Fatih Tuncay : Son olarak filmdeki balina metaforu üzerinden bir soru sormak istiyorum. Gülsüm için balina anladığım kadarıyla ilahi bir figürü temsil ediyordu. Balina hakkında bir diyalog geçeceği zaman seyircinin adeta bir bilgelik anı hissiyatı yaşaması için müzik ve görüntüler de bu amaca yönelik kullanılıyordu. Aynı zamanda filminizin Balinanın Bilgisi adındaki bir sosyal sorumluluk projesi olduğunu da gördüm. Aynı isimdeki sosyal sorumluluk projesinden kısaca bahsederken balinanın da filmin hikâyesindeki yerini açıklayabilir misiniz?
Önder Şengül : Daha ön hazırlık sürecimiz başlamadan önce sevgili Cihanfer Özgür İngiltere Kadın Platformu başkanı Nilgün Yıldırım’a ulaştı. Biz filmimize maddi destek arayışındaydık fakat Nilgün Hoca senaryoya başka bir perspektiften yaklaştı. “Bu benim için bir sosyal sorumluluk projesi arkadaşlar” dedi. Filmin merkezindeki temalarla uyumlu olan cinsiyet eşitliği ve sürdürülebilir yaşam üzerine Avrupa’nın bir hibe programı olan Erasmus Plus için proje olarak adapte ettirdi. Bunun için aynı ismi kullanarak İstanbul, İzmir ve İngiltere’de üç adet değerli lansman düzenledi. Biz de film projemiz ile Nilgün hocamızın bu projesinin yanında olduk. Filmimizin bir sosyal sorumluluk ve farkındalık projesine dönüşebilme potansiyelini görmek bize kesinlikle güç verdi.

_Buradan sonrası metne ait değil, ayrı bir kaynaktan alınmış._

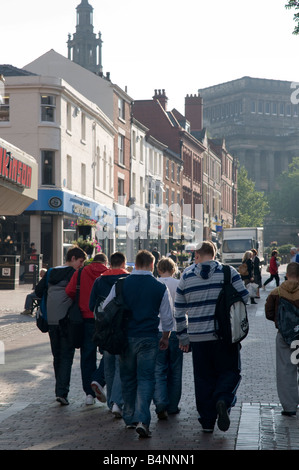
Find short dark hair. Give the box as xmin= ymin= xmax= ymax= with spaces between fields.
xmin=135 ymin=250 xmax=155 ymax=268
xmin=93 ymin=253 xmax=108 ymax=264
xmin=195 ymin=240 xmax=216 ymax=257
xmin=157 ymin=257 xmax=176 ymax=274
xmin=110 ymin=251 xmax=126 ymax=268
xmin=286 ymin=261 xmax=299 ymax=280
xmin=66 ymin=246 xmax=87 ymax=261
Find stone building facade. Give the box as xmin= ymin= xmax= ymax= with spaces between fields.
xmin=199 ymin=77 xmax=299 ymax=193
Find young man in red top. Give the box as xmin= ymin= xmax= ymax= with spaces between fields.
xmin=65 ymin=253 xmax=108 ymax=405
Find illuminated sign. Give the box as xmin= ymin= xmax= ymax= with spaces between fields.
xmin=0 ymin=147 xmax=32 ymax=188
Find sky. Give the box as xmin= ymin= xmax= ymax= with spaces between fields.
xmin=0 ymin=0 xmax=299 ymax=114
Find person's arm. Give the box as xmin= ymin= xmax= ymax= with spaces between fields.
xmin=230 ymin=266 xmax=249 ymax=304
xmin=65 ymin=271 xmax=78 ymax=300
xmin=159 ymin=286 xmax=173 ymax=350
xmin=174 ymin=276 xmax=190 ymax=352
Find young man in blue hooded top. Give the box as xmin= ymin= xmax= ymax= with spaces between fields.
xmin=174 ymin=241 xmax=248 ymax=432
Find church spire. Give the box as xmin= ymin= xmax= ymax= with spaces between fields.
xmin=67 ymin=0 xmax=103 ymax=75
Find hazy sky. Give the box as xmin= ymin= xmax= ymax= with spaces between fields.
xmin=0 ymin=0 xmax=299 ymax=113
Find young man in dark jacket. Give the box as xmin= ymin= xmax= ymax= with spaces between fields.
xmin=103 ymin=250 xmax=173 ymax=437
xmin=89 ymin=252 xmax=129 ymax=418
xmin=35 ymin=247 xmax=86 ymax=405
xmin=65 ymin=253 xmax=108 ymax=405
xmin=265 ymin=262 xmax=299 ymax=416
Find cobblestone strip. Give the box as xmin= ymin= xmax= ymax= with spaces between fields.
xmin=236 ymin=403 xmax=260 ymax=450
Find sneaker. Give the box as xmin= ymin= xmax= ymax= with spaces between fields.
xmin=216 ymin=400 xmax=230 ymax=431
xmin=157 ymin=410 xmax=168 ymax=419
xmin=91 ymin=382 xmax=107 ymax=403
xmin=136 ymin=423 xmax=151 ymax=437
xmin=111 ymin=403 xmax=123 ymax=418
xmin=281 ymin=411 xmax=296 ymax=416
xmin=85 ymin=395 xmax=95 ymax=405
xmin=56 ymin=397 xmax=69 ymax=406
xmin=21 ymin=309 xmax=31 ymax=315
xmin=126 ymin=423 xmax=137 ymax=429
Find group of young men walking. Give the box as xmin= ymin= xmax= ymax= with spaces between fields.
xmin=36 ymin=241 xmax=299 ymax=437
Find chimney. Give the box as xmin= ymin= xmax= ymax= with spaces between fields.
xmin=153 ymin=90 xmax=168 ymax=111
xmin=185 ymin=94 xmax=203 ymax=131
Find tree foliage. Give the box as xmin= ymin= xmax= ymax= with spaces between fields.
xmin=237 ymin=167 xmax=269 ymax=227
xmin=285 ymin=0 xmax=299 ymax=34
xmin=269 ymin=157 xmax=299 ymax=224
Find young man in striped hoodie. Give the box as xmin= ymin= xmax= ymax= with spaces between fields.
xmin=174 ymin=241 xmax=248 ymax=432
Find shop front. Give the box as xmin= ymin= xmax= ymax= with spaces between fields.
xmin=0 ymin=139 xmax=38 ymax=289
xmin=26 ymin=188 xmax=114 ymax=266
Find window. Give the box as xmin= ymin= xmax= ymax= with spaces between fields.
xmin=117 ymin=178 xmax=125 ymax=204
xmin=118 ymin=98 xmax=125 ymax=119
xmin=81 ymin=163 xmax=86 ymax=194
xmin=41 ymin=150 xmax=55 ymax=186
xmin=118 ymin=135 xmax=125 ymax=165
xmin=0 ymin=95 xmax=9 ymax=122
xmin=81 ymin=113 xmax=86 ymax=142
xmin=165 ymin=158 xmax=169 ymax=179
xmin=139 ymin=177 xmax=144 ymax=204
xmin=66 ymin=155 xmax=72 ymax=189
xmin=176 ymin=165 xmax=181 ymax=184
xmin=66 ymin=103 xmax=72 ymax=132
xmin=41 ymin=95 xmax=56 ymax=122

Balina yunuslar ile aynı familyadan olan bir canlıdır ve kadim öğretilerin çoğunda metaforik olarak bir yeri var. Denizden uzak bir dağ köyünde yaşayan Gülsüm için çocuğuna anlatacağı ilginç bir masaldan ötesi var tabi filmde. Filmde doğanın gözü olarak adlandırabileceğimiz planlara denk geliyoruz. Gülsüm’ün karakterinin değişim sürecinde doğanın arketipi olarak tasarlamaya çalıştığımız bu gizemli hayvanlarla iletişimi değişiyor ve gelişiyor. Bu gizemli hayvanlar sayesinde doğayı kişileştirmeye, karakterize etmeye çalışıyoruz. Umarım başarıyoruzdur.
Fatih Tuncay : Sizleri ve ekibinizi tekrar tebrik ederim. Röportaj teklifimi kabul ettiğiniz için ayrıca teşekkür ederim. Umarım sizin için de keyifli bir röportaj olmuştur.
Önder Şengül : Ben teşekkür ederim bu güzel sorular için. Filmi açıklamaktan, tartışmaktan kaçmamayı tercih ediyorum. Ve bunun için böyle derinlikli sohbetlere ihtiyaç duyuyoruz. Gayet keyifliydi. Kolaylıklar diliyorum.